Submitted by charlescheerful, x1485967, helium, inh3l, greed. Selected submission by: inh3l.

Summary

Protocol plans to support all possible ERC20 tokens, except for some criteria but will not be able to support tokens that do not impelement the decimals function.

Vulnerability Details

The protocol plans to work with any ERC20 token based on the information provided in the readme. Expect for those with the criteria highlighted below.

Any ERC-20 token can be used with Flow as long as it adheres to the following assumptions:

  1. The total supply of any ERC-20 token remains below $(2^{128} - 1)$, i.e., type(uint128).max.
  2. The transfer and transferFrom methods of any ERC-20 token strictly reduce the sender's balance by the transfer amount and increase the recipient's balance by the same amount. In other words, tokens that charge fees on transfers are not supported.
  3. An address' ERC-20 balance can only change as a result of a transfer call by the sender or a transferFrom call by an approved address. This excludes rebase tokens, interest-bearing tokens, and permissioned tokens where the admin can arbitrarily change balances.
  4. The token contract does not allow callbacks (e.g., ERC-777 is not supported).

However, the SablierFlow incorrectly assumes that the token to be streamed by the creator implements a decimal function. This is because, upon stream creation, an attempt is made to get the token's decimals by calling the decimals function.

>>>     uint8 tokenDecimals = IERC20Metadata(address(token)).decimals();

        // Check: the token decimals are not greater than 18.
        if (tokenDecimals > 18) {
            revert Errors.SablierFlow_InvalidTokenDecimals(address(token));
        }

However, not all tokens (including the standard ones) actually implement a decimals function. According to EIP-20 standard,

decimals

Returns the number of decimals the token uses - e.g. 8, means to divide the token amount by 100000000 to get its user representation.

OPTIONAL - This method can be used to improve usability, but interfaces and other contracts MUST NOT expect these values to be present.

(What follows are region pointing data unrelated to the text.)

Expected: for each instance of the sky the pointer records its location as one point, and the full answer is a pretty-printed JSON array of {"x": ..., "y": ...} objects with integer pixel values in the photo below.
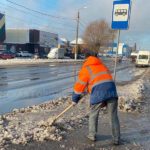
[{"x": 62, "y": 15}]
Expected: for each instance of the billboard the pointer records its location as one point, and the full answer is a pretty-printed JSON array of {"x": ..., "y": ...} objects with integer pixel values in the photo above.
[
  {"x": 2, "y": 28},
  {"x": 18, "y": 36},
  {"x": 48, "y": 39}
]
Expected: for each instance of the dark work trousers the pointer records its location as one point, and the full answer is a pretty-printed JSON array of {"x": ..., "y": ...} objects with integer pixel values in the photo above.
[{"x": 112, "y": 106}]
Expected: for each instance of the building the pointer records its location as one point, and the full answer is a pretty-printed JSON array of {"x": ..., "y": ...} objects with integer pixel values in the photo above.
[
  {"x": 31, "y": 40},
  {"x": 123, "y": 49}
]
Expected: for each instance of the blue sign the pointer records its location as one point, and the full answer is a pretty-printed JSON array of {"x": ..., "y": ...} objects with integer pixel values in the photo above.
[
  {"x": 2, "y": 28},
  {"x": 121, "y": 14}
]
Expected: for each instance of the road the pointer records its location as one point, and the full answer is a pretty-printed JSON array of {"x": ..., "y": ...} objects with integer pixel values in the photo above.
[
  {"x": 135, "y": 129},
  {"x": 26, "y": 85}
]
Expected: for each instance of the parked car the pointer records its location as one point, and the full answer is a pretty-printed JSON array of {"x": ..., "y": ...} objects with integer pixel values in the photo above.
[
  {"x": 143, "y": 58},
  {"x": 24, "y": 54},
  {"x": 6, "y": 55},
  {"x": 56, "y": 53}
]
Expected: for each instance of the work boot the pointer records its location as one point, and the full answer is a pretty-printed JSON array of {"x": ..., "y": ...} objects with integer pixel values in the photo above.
[
  {"x": 116, "y": 142},
  {"x": 91, "y": 138}
]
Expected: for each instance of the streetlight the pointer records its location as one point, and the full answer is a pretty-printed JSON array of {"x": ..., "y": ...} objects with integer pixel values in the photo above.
[{"x": 77, "y": 31}]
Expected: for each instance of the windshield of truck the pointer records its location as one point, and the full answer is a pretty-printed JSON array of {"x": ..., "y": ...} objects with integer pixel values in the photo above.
[{"x": 143, "y": 56}]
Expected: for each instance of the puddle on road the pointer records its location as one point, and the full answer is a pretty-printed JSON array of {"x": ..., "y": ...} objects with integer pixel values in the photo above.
[
  {"x": 35, "y": 79},
  {"x": 128, "y": 74}
]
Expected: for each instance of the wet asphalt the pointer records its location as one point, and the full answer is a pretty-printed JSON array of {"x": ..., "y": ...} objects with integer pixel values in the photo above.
[{"x": 26, "y": 85}]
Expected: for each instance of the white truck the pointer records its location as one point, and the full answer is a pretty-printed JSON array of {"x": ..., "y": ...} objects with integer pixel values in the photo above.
[
  {"x": 143, "y": 58},
  {"x": 56, "y": 53}
]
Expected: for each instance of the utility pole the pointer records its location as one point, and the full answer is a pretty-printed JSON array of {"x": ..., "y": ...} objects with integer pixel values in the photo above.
[
  {"x": 77, "y": 34},
  {"x": 116, "y": 58}
]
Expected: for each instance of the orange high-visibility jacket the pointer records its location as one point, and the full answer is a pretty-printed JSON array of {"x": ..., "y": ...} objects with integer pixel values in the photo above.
[{"x": 97, "y": 79}]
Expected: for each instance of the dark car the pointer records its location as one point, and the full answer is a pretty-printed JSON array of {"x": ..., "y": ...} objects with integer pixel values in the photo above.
[{"x": 6, "y": 55}]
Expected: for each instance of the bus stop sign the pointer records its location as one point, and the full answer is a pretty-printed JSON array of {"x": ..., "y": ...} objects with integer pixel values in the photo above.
[{"x": 121, "y": 14}]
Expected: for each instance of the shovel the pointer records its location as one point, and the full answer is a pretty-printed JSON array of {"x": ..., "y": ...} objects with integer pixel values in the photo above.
[{"x": 54, "y": 120}]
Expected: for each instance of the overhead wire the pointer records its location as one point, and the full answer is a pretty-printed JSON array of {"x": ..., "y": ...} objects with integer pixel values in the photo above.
[
  {"x": 16, "y": 9},
  {"x": 39, "y": 12}
]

But by querying the decimal function, due to its non-existence in these tokens, the functions will fail causing that streams for these tokens cannot be created.

Impact

Flow streams for tokens like cloutContracts, DigixDAO, etc cannot be created if desired due to the absence of the decimal function breaking compatibility.

Tools Used

Manual review.

Recommendations

Recommend using a tryCatch block to query the decimals. If it fails, hardcode it to 18 for scaling.